Kamasi Washington’s new video celebrates Pan-African ideology

It's by the London-based director of 'APESHIT', Jenn Nkiru

Kamasi Washington’s ‘Hub-Tones’ has just gained a stunning video directed by Jenn Nkiru – the brains behind Beyoncé and Jay Z’s hugely-acclaimed ‘APESHIT’ visuals.

The track, taken from Washington’s second album released back in June, is a jubilant interpretation of a track by jazz trumpeter Freddie Hubbard.

Of the video, the London-based director said: “With the visual for ‘Hub-Tones’, I wanted to invoke the immediate ecstatic connection it gave me: There’s a traditional ceremony called Oboni in the Ikwerre tribe, my parents’ tribe – the tribe of my heritage. The idea is through repetition, instrumentation and movement, to channel spirit, going deeper and deeper with the changing of each tone within the music till it becomes hypnotic and transcendent. I felt this level of immediate connection to ‘Hub-Tones’ plus with this being a Freddie Hubbard cover and him being the king of tones in jazz it all felt so symbiotic and fated. I then went about giving the women featured the choreography, movement and codes to take us deeper into that spirit-space.

“I was also thinking about what an abstract Pan-African connection could feel like so I included the Pan-African Flag For The Relic Travellers’ Alliance by artist Larry Achiampong, make-up and crystal adornment in the style of Nina Simone and the lighting seen in the courthouse of the hearings of Anita Hill and of course – the call to Nation Time emblazoned on the sashes of each women. There are other hidden gems too but I’ll allow the audience to uncover them.”

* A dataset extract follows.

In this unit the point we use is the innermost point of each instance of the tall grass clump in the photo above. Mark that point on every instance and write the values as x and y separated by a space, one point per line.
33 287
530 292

“Hub-Tones is me trying to connect my ancestors via music,” Washington says. “As an African-American, a lot of us don’t know the country of our origin, that’s why most of us take on the ideology of Pan-Africanism. I was trying to connect to my ancestors by connecting African rhythms with a Freddie Hubbard tune which gave me that connection in a different way.”

Watch it below.



Kamasi Washington’s ‘Heaven And Earth’ album is out now on Young Turks.